While working on his MArch degree at UB, Dan Rockhill was always interested in building but felt somewhat out of place in the climate of architectural education. “[The late] professor Mike Brill encouraged me to write my thesis on design/build, something I have an interest in, have built my own practice around, and which propels the efforts of Studio 804.”

Rockhill, professor of architecture at the University of Kansas, founded Studio 804, an intense five-month program in which the school’s third-year graduate students design and build an affordable home in Lawrence or nearby Kansas City. All building components are fabricated by students under Rockhill’s direction.

In 2003, he and his students won a prestigious Home of the Year award from Architecture magazine for their “Modular 1” prefab home. Winning the Architecture magazine competition was an unprecedented honor because a student project had never before won a professional competition.

Although the prefab concept for “Modular 1” received enormous attention, the teacher in Rockhill prefers to discuss how it was done.

“This is what differentiates our efforts from the vast majority of other programs,” Rockhill says. “What’s unique is the fact that we [first, Rockhill and Associates, his private practice, and then Studio 804] have been doing this for a long time and have become a poster child for bringing some building experience into architectural education.”

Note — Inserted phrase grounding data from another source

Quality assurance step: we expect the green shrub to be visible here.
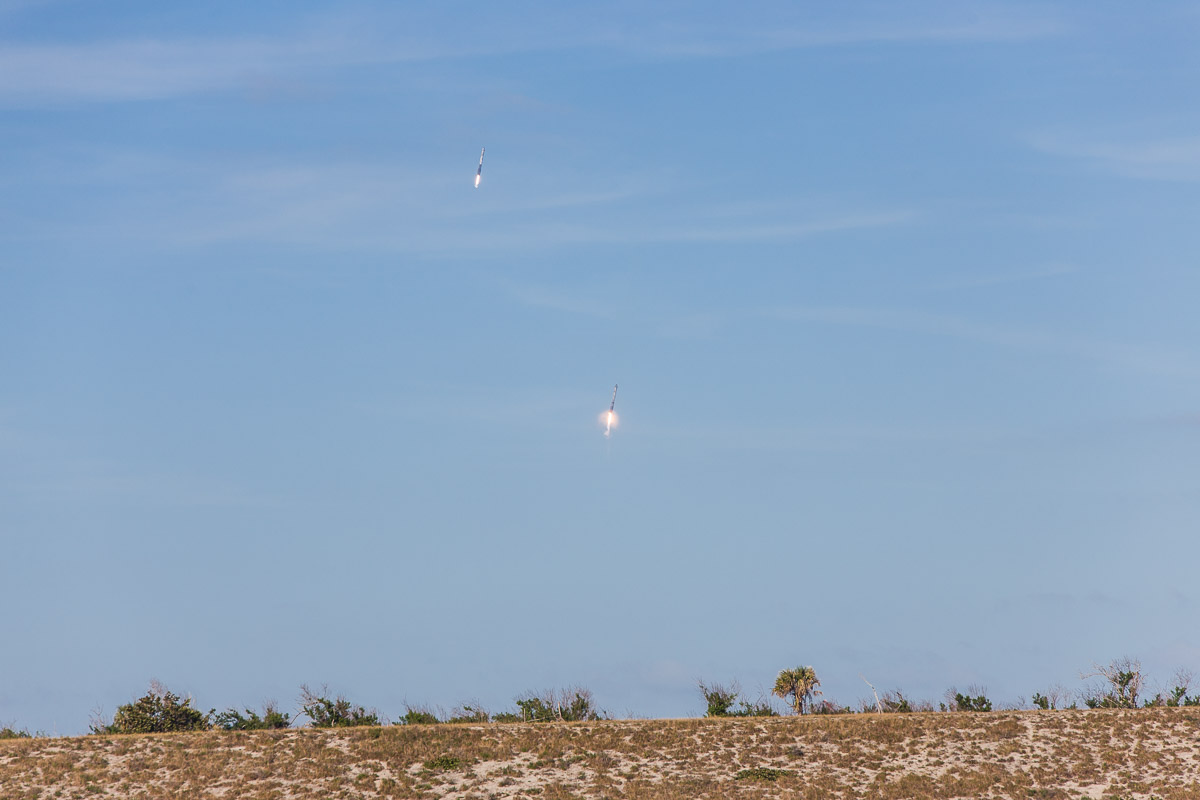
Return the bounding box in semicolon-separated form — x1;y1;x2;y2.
953;692;992;712
699;681;740;717
735;767;791;782
94;683;210;734
399;706;441;725
299;684;379;728
446;704;489;724
809;700;852;715
424;755;463;771
514;687;603;722
213;703;291;730
698;681;778;717
0;726;32;739
1081;658;1143;709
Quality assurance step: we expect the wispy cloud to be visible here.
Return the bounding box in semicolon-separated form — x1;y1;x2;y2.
0;427;270;510
0;3;1061;104
1029;133;1200;181
612;5;1061;58
926;262;1079;291
0;37;345;103
5;147;912;255
770;305;1198;377
503;283;615;318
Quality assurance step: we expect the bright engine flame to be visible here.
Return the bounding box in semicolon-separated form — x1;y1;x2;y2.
601;409;618;438
474;173;481;188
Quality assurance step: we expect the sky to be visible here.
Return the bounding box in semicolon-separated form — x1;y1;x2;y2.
3;1;1200;735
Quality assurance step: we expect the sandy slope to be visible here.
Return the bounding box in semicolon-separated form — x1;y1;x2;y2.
2;708;1198;799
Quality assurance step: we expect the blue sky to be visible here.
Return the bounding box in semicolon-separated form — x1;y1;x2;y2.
3;1;1200;734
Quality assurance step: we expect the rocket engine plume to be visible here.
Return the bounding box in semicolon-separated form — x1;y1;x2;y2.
474;146;485;188
602;384;618;438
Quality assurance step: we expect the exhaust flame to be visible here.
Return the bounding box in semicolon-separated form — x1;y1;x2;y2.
474;173;481;188
601;409;618;438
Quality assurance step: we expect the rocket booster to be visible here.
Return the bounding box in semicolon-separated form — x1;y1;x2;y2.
609;384;618;412
474;147;485;187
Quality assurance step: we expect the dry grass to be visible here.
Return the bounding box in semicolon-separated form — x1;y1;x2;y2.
1;708;1198;799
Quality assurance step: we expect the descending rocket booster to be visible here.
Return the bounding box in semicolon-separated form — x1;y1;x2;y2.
603;384;619;438
474;147;485;188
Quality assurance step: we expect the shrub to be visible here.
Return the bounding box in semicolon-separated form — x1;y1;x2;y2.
446;704;489;724
698;681;779;717
699;681;740;717
398;706;441;725
954;692;992;712
862;690;933;713
736;767;791;782
809;700;852;715
733;698;780;717
213;702;291;730
424;755;463;771
1080;658;1143;709
94;682;210;734
1144;669;1200;707
299;684;379;728
0;726;32;739
944;686;992;712
514;687;604;722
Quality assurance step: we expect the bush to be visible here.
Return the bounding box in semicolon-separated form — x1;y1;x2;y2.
735;767;791;782
953;692;992;712
514;687;603;722
1080;658;1144;709
213;702;291;730
944;686;992;712
698;681;779;717
299;684;379;728
699;681;740;717
0;726;32;739
94;683;210;734
809;700;852;715
398;706;441;725
424;755;464;771
446;704;489;724
861;690;933;713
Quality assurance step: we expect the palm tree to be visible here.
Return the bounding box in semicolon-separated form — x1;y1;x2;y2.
773;666;822;715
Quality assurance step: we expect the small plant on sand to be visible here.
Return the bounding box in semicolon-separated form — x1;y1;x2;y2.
736;767;792;782
809;699;852;715
398;705;442;725
698;681;778;717
424;755;464;771
514;687;604;722
92;681;210;734
861;690;933;713
1032;684;1070;710
213;702;291;730
1081;658;1144;709
1144;669;1200;707
944;686;992;712
299;684;379;728
699;681;740;717
446;704;489;724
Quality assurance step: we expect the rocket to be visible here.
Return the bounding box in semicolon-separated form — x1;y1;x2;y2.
609;384;618;412
474;146;485;188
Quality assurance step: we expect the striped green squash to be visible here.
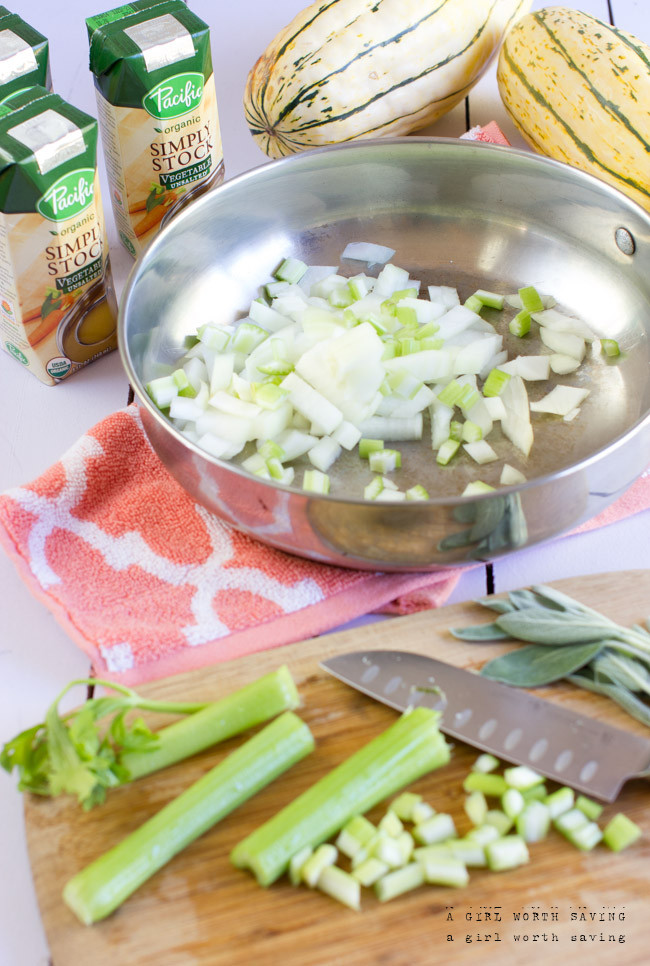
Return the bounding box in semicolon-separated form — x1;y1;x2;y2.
244;0;531;158
497;7;650;212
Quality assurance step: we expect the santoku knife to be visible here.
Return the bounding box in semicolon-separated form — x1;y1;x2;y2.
320;650;650;802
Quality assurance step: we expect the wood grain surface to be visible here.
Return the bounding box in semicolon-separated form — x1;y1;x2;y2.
24;572;650;966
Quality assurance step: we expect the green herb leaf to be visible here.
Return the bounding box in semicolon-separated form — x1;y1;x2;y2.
480;641;604;687
473;597;516;615
450;622;510;642
592;651;650;695
495;610;607;645
145;185;167;212
568;671;650;728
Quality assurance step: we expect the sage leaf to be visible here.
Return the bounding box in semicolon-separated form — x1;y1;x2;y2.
508;590;549;611
568;672;650;728
450;622;510;642
473;597;515;614
592;651;650;695
495;609;607;645
480;641;604;687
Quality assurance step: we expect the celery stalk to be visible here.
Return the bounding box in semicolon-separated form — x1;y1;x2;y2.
231;708;450;886
122;666;300;781
63;712;314;924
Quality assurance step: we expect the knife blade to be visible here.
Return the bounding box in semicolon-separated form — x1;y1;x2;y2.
320;650;650;802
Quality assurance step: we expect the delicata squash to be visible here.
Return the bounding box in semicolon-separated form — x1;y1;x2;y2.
244;0;531;158
497;7;650;212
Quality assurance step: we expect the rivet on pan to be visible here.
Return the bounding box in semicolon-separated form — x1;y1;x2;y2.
615;227;636;255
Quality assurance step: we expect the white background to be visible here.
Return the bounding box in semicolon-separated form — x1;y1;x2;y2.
2;1;649;963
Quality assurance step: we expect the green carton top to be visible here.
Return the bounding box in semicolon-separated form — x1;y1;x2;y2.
86;0;185;38
0;91;98;217
87;0;212;108
0;11;51;102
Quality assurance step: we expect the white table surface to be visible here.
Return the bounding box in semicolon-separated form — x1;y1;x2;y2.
1;1;648;963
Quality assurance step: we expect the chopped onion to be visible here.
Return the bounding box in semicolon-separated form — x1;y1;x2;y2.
341;241;395;265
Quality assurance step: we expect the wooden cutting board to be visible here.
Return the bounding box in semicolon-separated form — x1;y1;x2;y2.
24;572;650;966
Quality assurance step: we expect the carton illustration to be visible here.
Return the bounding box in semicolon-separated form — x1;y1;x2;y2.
0;88;117;385
87;0;224;257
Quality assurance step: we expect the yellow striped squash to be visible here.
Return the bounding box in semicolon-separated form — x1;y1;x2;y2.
497;7;650;212
245;0;531;158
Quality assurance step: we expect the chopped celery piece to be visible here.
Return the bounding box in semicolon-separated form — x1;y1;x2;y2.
503;765;544;791
500;463;527;486
411;801;435;825
544;786;574;819
502;788;525;820
466;823;501;846
601;338;620;357
464;294;483;314
415;321;440;340
368;448;401;474
602;813;642;852
301;843;338;887
437;380;464;408
464;791;488;827
461;420;483;444
554;808;589;836
566;821;603;851
303;469;330;494
146;374;177;409
352;856;390;887
198;323;231;351
387;287;418;304
405;484;429;501
447;838;487;868
484;809;514;835
64;712;314;924
364;476;384;500
449;420;463;442
329;286;354;308
389;791;423;822
472;753;500;773
515;801;551;843
397;337;421;355
266;457;285;481
121;667;300;782
462;481;495;496
276;257;307;284
378;811;404;837
575;795;604;821
474;289;505;310
518;285;544;313
421;855;469;888
413;813;456;846
436;438;460;466
230;708;450;886
337;815;377;857
258;439;285;461
317;865;361;911
231;322;267;354
482;368;511;397
521;784;548;803
257;360;294;377
375;862;424;902
374;830;414;867
289;845;312;885
463;772;508;797
359;438;384;459
420;336;444;350
509;310;531;337
395;305;418;327
485;834;530;871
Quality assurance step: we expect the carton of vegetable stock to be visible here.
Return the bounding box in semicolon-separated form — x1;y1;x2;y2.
87;0;225;257
0;7;51;104
0;89;117;385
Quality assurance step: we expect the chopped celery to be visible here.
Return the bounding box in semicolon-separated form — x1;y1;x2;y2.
461;420;483;444
509;310;531;337
484;809;514;836
420;855;469;888
482;368;511;397
474;289;505;310
289;846;312;885
515;801;551;843
463;772;508;797
602;813;642;852
518;285;544;313
231;322;268;354
64;712;314;923
396;305;418;327
230;708;450;886
374;830;414;867
436;380;465;408
544;786;574;819
575;794;604;821
464;295;483;314
364;476;384;500
379;811;404;837
303;469;330;494
276;257;308;284
368;448;401;474
503;765;544;791
352;856;390;887
336;815;376;858
436;438;460;466
447;838;487;868
601;338;620;357
317;865;361;910
502;788;525;820
413;813;456;845
464;790;488;826
375;862;424;902
359;438;384;459
389;791;423;822
466;824;501;847
462;481;495;497
405;484;429;501
485;834;530;871
472;753;500;773
411;801;435;825
449;420;463;442
301;843;338;887
565;821;603;851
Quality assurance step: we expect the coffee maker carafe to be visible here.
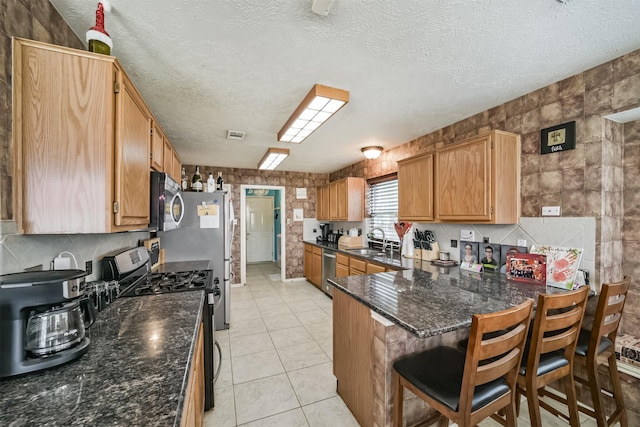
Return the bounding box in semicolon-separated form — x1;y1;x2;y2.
0;269;94;378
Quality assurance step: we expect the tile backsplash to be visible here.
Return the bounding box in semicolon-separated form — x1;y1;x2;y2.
0;222;150;281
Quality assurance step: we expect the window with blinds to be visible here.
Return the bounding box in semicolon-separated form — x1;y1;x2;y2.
368;178;399;243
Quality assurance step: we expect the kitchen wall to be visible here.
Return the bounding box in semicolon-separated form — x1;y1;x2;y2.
187;166;328;281
0;1;150;280
330;48;640;335
623;119;640;334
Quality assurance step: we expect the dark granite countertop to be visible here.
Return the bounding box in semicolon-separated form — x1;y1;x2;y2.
153;260;211;273
329;268;570;338
304;240;412;270
0;291;204;426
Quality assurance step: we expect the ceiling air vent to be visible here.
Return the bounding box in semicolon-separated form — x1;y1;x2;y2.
226;130;246;140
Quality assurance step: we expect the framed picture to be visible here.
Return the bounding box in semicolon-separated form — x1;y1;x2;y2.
530;245;583;289
499;245;528;274
459;241;479;265
506;253;546;285
480;243;501;270
541;121;576;155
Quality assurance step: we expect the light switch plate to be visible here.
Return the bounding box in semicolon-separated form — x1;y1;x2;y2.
542;206;561;216
460;229;475;241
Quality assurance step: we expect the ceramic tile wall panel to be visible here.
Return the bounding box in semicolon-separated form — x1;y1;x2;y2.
0;231;150;280
0;0;85;221
623;120;640;335
186;166;329;281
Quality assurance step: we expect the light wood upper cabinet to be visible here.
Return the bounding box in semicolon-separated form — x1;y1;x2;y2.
114;71;152;227
317;185;329;221
150;124;164;171
396;130;520;224
316;177;365;221
172;150;182;184
435;130;520;224
398;153;434;221
163;139;174;181
12;38;151;233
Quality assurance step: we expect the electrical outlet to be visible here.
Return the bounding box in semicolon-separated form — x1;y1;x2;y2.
483;237;490;243
517;239;527;247
542;206;561;216
451;239;458;248
85;260;93;275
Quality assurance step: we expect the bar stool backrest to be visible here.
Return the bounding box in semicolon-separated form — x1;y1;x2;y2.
461;299;534;416
527;287;589;376
589;277;630;359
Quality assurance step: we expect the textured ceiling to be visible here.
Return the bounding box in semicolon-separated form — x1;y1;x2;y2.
49;0;640;173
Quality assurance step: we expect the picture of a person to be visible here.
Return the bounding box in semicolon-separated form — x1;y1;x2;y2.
462;243;477;264
481;245;498;269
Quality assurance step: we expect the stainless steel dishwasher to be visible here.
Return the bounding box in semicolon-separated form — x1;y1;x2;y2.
322;248;337;296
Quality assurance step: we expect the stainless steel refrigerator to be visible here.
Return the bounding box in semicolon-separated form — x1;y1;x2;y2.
159;190;233;330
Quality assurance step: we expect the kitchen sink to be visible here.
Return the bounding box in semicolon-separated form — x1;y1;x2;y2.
346;248;386;256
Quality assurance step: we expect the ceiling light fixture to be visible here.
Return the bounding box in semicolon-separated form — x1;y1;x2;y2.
361;146;383;159
258;147;290;170
278;84;349;144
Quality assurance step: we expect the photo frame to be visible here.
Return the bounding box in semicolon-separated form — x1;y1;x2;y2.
480;243;501;271
541;121;576;155
499;245;528;274
459;241;479;265
506;253;546;285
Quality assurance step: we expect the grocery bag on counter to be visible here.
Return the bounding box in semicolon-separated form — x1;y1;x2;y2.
530;245;583;289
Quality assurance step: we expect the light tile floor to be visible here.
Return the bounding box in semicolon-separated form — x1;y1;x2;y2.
206;262;611;427
204;262;358;427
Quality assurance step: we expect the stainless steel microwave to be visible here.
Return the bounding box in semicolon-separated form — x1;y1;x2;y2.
150;172;184;231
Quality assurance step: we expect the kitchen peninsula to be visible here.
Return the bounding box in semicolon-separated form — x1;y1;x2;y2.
0;291;205;426
329;267;567;427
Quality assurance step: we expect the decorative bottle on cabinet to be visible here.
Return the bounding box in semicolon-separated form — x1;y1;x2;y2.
181;167;188;191
216;172;224;191
191;166;203;192
207;173;215;193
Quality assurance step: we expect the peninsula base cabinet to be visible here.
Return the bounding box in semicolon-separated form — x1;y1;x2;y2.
333;288;469;427
181;322;204;427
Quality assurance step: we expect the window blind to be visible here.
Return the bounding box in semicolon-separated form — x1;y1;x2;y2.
368;178;399;242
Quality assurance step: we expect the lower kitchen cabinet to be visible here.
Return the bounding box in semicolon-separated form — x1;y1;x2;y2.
366;263;386;274
181;322;204;427
304;243;323;288
336;253;350;277
333;288;373;427
348;258;366;276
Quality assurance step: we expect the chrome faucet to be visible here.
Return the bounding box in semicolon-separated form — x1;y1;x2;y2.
368;227;387;252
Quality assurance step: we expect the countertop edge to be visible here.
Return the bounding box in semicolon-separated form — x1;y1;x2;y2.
304;240;407;270
173;290;206;427
328;278;471;338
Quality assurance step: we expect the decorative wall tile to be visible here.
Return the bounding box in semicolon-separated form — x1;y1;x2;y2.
561;144;585;170
584;61;613;90
561;95;585;122
613;50;640;82
613;74;640;112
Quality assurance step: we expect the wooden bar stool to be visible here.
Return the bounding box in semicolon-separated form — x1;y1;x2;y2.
542;277;630;427
392;299;534;427
516;286;589;427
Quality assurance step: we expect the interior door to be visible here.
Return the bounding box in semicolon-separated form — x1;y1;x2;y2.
246;196;275;263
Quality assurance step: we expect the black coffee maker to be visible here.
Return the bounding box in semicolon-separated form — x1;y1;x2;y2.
0;269;95;378
318;223;332;242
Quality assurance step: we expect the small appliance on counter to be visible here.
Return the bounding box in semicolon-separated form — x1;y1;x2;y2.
327;230;343;243
0;269;95;378
317;223;332;242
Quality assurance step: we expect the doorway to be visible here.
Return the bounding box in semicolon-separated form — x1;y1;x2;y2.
246;196;274;263
240;185;286;285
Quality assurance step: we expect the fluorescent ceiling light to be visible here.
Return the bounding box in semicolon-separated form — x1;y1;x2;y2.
361;146;383;159
258;147;290;170
278;84;349;144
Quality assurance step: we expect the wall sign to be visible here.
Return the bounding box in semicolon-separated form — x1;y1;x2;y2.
540;121;576;155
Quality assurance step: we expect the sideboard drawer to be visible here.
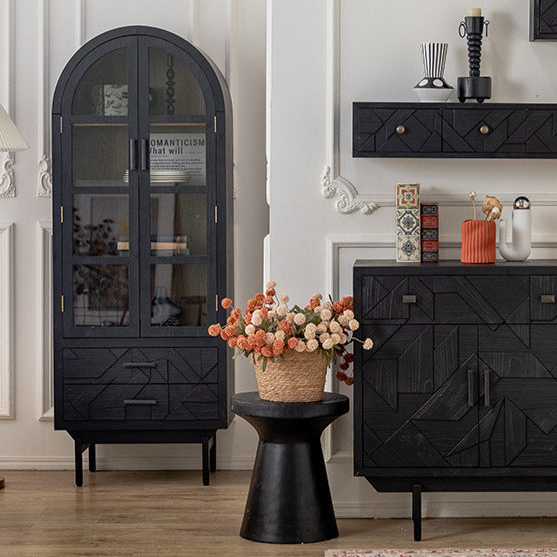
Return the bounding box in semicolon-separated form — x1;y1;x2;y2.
63;383;169;421
531;276;557;321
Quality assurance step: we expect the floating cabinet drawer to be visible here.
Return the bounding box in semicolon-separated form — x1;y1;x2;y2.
353;102;557;158
63;383;169;421
530;0;557;40
63;348;168;384
353;105;441;156
532;276;557;321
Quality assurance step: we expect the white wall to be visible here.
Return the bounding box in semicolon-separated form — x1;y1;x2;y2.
0;0;266;471
267;0;557;518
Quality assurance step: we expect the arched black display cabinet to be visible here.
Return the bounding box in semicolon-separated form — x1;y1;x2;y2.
52;26;233;486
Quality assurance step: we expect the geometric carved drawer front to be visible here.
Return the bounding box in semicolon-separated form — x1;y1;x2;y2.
531;0;557;40
63;346;219;385
353;102;557;158
531;276;557;321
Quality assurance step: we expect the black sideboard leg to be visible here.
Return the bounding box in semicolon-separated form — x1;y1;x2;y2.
88;444;96;473
74;440;83;487
202;436;210;486
209;434;216;473
412;483;422;542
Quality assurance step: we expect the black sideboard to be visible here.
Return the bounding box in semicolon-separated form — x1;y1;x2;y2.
354;260;557;540
353;102;557;158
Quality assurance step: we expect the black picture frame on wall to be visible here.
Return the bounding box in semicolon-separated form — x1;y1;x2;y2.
530;0;557;41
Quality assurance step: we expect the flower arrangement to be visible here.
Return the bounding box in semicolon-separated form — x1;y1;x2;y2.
208;281;374;385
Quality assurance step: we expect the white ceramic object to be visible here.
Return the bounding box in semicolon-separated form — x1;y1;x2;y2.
414;43;453;102
413;86;453;102
498;197;531;261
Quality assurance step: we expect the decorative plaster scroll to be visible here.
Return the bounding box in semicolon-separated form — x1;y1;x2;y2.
38;221;53;420
37;156;52;198
0;155;15;198
0;222;14;418
321;0;379;215
321;165;377;214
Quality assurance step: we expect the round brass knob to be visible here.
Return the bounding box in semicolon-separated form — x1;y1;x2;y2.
396;125;406;135
480;125;490;135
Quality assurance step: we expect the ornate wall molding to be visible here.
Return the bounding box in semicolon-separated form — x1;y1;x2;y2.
37;221;53;420
0;222;14;418
0;0;16;198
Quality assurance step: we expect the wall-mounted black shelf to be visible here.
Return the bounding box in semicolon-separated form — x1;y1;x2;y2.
530;0;557;40
353;102;557;159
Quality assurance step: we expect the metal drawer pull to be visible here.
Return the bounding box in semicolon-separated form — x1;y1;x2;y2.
484;370;490;407
468;370;474;407
396;125;406;134
402;295;416;304
480;124;490;135
124;399;158;406
129;139;137;171
123;362;157;368
541;294;555;304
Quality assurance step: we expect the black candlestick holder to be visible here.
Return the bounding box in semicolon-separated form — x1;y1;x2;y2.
457;15;491;103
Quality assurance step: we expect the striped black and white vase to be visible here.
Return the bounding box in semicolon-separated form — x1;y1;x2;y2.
414;42;453;102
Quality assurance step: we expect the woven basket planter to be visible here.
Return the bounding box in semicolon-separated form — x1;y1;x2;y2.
252;350;328;402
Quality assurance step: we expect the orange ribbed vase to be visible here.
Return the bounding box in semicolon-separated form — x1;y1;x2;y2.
461;220;496;263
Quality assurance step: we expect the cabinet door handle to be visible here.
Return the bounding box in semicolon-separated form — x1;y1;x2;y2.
140;139;149;171
123;362;157;369
402;295;416;304
396;125;406;134
129;139;138;171
541;294;555;304
124;399;158;406
484;369;490;407
468;370;474;407
480;124;490;135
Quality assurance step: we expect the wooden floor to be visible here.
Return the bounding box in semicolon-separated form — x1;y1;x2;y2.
1;470;557;556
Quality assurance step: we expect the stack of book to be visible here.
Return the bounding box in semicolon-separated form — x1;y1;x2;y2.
420;203;439;262
396;183;421;263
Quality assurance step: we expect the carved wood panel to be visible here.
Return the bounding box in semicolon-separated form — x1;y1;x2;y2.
531;0;557;40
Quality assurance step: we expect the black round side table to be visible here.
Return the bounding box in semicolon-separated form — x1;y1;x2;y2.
231;391;349;544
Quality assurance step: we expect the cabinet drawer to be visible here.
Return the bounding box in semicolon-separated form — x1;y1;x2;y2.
531;276;557;321
63;346;218;384
63;383;169;421
353;106;441;156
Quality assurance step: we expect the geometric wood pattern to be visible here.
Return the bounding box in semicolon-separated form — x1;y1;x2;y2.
354;261;557;493
530;0;557;41
353;102;557;159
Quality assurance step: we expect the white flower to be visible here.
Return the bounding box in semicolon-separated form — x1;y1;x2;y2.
338;315;349;327
311;292;322;300
266;281;276;289
330;333;341;345
304;329;316;340
267;310;276;319
306;339;319;352
321;301;332;311
245;324;255;335
320;309;332;321
294;313;306;326
363;338;374;350
349;319;359;331
317;322;328;332
329;320;342;334
305;323;317;334
295;340;306;352
278;294;290;304
314;305;322;313
339;333;348;344
286;312;296;323
322;339;334;350
319;332;330;342
275;330;286;341
343;309;354;320
276;304;288;317
265;332;275;345
251;313;262;326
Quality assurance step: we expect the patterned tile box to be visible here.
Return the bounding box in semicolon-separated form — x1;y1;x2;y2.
396;183;420;209
396;208;421;236
396;233;421;263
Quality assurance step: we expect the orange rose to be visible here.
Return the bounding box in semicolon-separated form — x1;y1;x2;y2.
266;288;276;297
261;346;273;358
208;324;221;337
343;353;354;363
221;297;233;309
255;329;267;348
341;296;353;309
344;376;354;386
333;301;343;314
336;371;347;381
228;337;237;348
237;335;248;350
226;315;236;326
278;320;292;334
224;325;236;338
244;313;252;325
339;361;349;371
220;330;229;340
254;293;265;303
273;338;285;354
259;308;268;319
287;337;298;349
264;296;274;304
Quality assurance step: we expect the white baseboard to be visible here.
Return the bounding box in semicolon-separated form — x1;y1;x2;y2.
0;456;255;471
334;499;557;519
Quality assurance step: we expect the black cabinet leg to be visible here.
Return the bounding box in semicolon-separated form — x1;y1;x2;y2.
412;483;422;542
202;436;210;486
88;444;96;473
74;440;83;487
210;434;216;473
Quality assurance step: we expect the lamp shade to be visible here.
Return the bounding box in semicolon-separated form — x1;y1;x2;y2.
0;103;28;151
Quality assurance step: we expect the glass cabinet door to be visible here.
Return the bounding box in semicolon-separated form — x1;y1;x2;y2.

A just published book by Tuns Press, Designing & Building: Rockhill and Associates, which highlights his work, is edited by Brian Carter, dean of UB’s School of Architecture and Planning. Carter reemphasizes Rockhill’s philosophy: “By building these projects as well as designing them he has not only been able to stretch budgets and achieve high standards of workmanship but expand the design process to encourage experimentation, take in searches for new materials and consider the ingenious recycling of others.”

Although Rockhill humbly refers to Rockhill and Associates as a tiny firm working in a conservative state, his work receives national and worldwide recognition. A visionary architect whose range of projects includes both ends of the design spectrum, he not only stretches the limits of his imagination in contemporary residential concepts, but also has won a dozen awards for historic preservation work.

The future holds even more challenges, including the possibility of creating a prefab manufacturing facility. Also in the works: informal consultation on post-hurricane reconstruction with Tulane University’s architecture faculty.